Linux kernel -stable discussions
 help / color / mirror / Atom feed
* [PATCH v2 0/5] mm: Fix pfn_to_online_page() with respect to ZONE_DEVICE
@ 2021-01-12  9:34 Dan Williams
  2021-01-12  9:34 ` [PATCH v2 4/5] mm: Fix page reference leak in soft_offline_page() Dan Williams
  2021-01-12  9:35 ` [PATCH v2 5/5] libnvdimm/namespace: Fix visibility of namespace resource attribute Dan Williams
  0 siblings, 2 replies; 6+ messages in thread
From: Dan Williams @ 2021-01-12  9:34 UTC (permalink / raw)
  To: linux-mm
  Cc: David Hildenbrand, Dave Jiang, Ira Weiny, stable, Naoya Horiguchi,
	Qian Cai, Michal Hocko, Oscar Salvador, Michal Hocko,
	Vishal Verma, Andrew Morton, linux-nvdimm, linux-kernel

Changes since v1 [1]:
- Clarify the failing condition in patch 3 (Michal)
- Clarify how subsection collisions manifest in shipping systems
  (Michal)
- Use zone_idx() (Michal)
- Move section_taint_zone_device() conditions to
  move_pfn_range_to_zone() (Michal)
- Fix pfn_to_online_page() to account for pfn_valid() vs
  pfn_section_valid() confusion (David)

[1]: http://lore.kernel.org/r/160990599013.2430134.11556277600719835946.stgit@dwillia2-desk3.amr.corp.intel.com

---

Michal reminds that the discussion about how to ensure pfn-walkers do
not get confused by ZONE_DEVICE pages never resolved. A pfn-walker that
uses pfn_to_online_page() may inadvertently translate a pfn as online
and in the page allocator, when it is offline managed by a ZONE_DEVICE
mapping (details in Patch 3: ("mm: Teach pfn_to_online_page() about
ZONE_DEVICE section collisions")).

The 2 proposals under consideration are teach pfn_to_online_page() to be
precise in the presence of mixed-zone sections, or teach the memory-add
code to drop the System RAM associated with ZONE_DEVICE collisions. In
order to not regress memory capacity by a few 10s to 100s of MiB the
approach taken in this set is to add precision to pfn_to_online_page().
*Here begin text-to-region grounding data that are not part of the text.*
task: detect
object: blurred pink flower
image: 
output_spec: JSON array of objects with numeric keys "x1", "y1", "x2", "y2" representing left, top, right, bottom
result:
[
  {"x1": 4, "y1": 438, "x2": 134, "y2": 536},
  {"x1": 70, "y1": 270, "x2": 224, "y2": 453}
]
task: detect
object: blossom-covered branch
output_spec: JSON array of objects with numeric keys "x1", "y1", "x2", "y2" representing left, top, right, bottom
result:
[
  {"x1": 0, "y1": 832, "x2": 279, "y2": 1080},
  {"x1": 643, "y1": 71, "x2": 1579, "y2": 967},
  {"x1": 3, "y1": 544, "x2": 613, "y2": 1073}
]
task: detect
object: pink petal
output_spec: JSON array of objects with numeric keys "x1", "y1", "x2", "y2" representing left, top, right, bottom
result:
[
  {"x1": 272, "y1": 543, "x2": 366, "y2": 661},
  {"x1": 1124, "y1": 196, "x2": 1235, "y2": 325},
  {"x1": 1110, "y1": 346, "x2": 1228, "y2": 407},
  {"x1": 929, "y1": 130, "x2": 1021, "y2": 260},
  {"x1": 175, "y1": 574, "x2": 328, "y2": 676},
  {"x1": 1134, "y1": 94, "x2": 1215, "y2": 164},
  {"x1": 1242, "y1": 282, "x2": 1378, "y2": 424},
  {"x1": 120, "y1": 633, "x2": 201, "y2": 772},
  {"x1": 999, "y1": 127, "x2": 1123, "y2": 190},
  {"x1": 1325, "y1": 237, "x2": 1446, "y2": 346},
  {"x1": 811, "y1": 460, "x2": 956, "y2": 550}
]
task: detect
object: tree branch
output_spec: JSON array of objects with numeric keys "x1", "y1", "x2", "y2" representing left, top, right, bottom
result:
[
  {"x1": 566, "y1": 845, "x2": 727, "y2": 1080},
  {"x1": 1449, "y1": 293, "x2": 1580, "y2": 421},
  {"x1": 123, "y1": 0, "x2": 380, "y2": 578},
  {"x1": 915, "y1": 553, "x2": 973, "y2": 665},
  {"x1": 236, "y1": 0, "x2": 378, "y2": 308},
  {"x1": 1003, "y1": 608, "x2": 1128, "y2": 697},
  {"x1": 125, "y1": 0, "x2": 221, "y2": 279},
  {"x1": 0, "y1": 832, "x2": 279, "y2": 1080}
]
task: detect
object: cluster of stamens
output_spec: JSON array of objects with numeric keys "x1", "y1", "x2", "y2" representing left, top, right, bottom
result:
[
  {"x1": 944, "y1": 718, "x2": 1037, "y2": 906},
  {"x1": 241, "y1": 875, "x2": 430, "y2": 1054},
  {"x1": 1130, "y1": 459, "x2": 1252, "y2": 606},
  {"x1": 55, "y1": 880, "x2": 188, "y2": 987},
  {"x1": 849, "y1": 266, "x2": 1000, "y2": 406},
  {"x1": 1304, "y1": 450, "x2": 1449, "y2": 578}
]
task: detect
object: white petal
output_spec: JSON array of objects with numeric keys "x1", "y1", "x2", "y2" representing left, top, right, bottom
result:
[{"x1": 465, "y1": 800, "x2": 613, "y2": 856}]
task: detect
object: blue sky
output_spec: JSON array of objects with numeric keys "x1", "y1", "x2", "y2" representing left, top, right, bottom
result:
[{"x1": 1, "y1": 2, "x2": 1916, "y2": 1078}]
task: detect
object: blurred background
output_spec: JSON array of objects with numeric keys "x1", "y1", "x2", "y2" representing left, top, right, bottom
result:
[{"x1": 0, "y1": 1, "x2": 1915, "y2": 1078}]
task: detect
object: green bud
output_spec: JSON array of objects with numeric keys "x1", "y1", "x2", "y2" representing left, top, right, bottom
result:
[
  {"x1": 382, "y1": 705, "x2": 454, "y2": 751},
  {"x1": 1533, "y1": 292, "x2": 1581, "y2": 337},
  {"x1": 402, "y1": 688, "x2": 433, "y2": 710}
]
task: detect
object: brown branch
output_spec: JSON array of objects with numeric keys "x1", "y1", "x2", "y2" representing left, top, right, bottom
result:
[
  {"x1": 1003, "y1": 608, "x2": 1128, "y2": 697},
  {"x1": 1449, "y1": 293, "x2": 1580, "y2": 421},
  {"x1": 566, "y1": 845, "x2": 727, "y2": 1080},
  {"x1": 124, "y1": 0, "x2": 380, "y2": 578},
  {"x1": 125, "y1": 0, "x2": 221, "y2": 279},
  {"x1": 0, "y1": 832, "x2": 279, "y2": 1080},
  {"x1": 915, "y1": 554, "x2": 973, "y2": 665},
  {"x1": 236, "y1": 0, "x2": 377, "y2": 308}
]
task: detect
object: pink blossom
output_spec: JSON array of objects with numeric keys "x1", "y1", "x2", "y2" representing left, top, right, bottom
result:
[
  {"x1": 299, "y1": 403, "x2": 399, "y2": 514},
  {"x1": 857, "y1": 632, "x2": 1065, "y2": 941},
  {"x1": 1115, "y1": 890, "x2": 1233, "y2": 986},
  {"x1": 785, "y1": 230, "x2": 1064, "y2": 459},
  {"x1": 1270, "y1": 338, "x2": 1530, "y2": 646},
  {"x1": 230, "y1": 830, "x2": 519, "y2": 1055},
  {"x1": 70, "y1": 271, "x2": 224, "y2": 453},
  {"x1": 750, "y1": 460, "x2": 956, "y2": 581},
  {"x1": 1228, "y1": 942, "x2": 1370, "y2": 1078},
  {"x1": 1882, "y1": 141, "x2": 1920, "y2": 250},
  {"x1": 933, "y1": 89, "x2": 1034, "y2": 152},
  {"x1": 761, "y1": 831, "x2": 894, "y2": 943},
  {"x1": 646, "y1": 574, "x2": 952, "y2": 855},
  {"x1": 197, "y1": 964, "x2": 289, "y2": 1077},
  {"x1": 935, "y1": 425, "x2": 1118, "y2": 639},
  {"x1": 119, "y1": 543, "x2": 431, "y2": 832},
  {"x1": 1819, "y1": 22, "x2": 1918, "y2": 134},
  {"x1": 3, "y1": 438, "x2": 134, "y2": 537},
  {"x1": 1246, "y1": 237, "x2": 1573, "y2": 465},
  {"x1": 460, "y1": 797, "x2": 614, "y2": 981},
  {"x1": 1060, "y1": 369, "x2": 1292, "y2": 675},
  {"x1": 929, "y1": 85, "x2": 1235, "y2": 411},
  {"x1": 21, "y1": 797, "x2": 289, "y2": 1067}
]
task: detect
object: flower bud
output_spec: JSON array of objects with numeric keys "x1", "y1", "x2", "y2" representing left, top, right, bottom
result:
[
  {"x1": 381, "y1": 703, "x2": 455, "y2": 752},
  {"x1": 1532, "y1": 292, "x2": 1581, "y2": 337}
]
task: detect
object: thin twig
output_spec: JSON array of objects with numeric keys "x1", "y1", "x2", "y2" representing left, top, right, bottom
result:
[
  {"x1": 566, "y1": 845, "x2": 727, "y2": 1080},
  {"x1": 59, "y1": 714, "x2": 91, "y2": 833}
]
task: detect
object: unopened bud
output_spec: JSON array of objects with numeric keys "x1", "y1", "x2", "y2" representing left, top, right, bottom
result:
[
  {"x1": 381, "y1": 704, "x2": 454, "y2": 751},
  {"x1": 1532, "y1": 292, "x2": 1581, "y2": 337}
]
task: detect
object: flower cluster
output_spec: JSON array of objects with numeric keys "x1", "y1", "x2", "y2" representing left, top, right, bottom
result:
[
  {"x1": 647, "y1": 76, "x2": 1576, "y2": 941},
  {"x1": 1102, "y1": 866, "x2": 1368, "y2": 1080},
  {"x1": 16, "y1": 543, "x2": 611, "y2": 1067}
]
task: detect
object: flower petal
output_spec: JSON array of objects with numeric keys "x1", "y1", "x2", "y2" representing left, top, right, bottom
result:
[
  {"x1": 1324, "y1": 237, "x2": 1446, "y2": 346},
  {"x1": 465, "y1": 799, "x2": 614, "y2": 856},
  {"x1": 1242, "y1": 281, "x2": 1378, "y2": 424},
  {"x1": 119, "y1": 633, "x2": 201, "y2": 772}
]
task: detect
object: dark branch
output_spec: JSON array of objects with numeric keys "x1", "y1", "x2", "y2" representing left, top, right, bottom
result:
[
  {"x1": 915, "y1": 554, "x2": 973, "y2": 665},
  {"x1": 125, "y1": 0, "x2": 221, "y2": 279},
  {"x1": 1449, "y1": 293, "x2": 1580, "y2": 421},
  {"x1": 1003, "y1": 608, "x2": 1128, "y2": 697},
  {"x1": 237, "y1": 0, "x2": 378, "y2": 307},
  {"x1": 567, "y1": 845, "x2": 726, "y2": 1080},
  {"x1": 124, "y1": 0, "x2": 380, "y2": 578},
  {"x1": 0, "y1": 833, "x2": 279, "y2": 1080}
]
In the course of validating pfn_to_online_page() a couple other fixes
fell out:

1/ soft_offline_page() fails to drop the reference taken in the
   madvise(..., MADV_SOFT_OFFLINE) case.

2/ The libnvdimm sysfs attribute visibility code was failing to publish
   the resource base for memmap=ss!nn defined namespaces. This is needed
   for the regression test for soft_offline_page().

---

Dan Williams (5):
      mm: Move pfn_to_online_page() out of line
      mm: Teach pfn_to_online_page() to consider subsection validity
      mm: Teach pfn_to_online_page() about ZONE_DEVICE section collisions
      mm: Fix page reference leak in soft_offline_page()
      libnvdimm/namespace: Fix visibility of namespace resource attribute


 drivers/nvdimm/namespace_devs.c |   10 +++---
 include/linux/memory_hotplug.h  |   17 +----------
 include/linux/mmzone.h          |   22 +++++++++-----
 mm/memory-failure.c             |   20 ++++++++++---
 mm/memory_hotplug.c             |   62 +++++++++++++++++++++++++++++++++++++++
 5 files changed, 99 insertions(+), 32 deletions(-)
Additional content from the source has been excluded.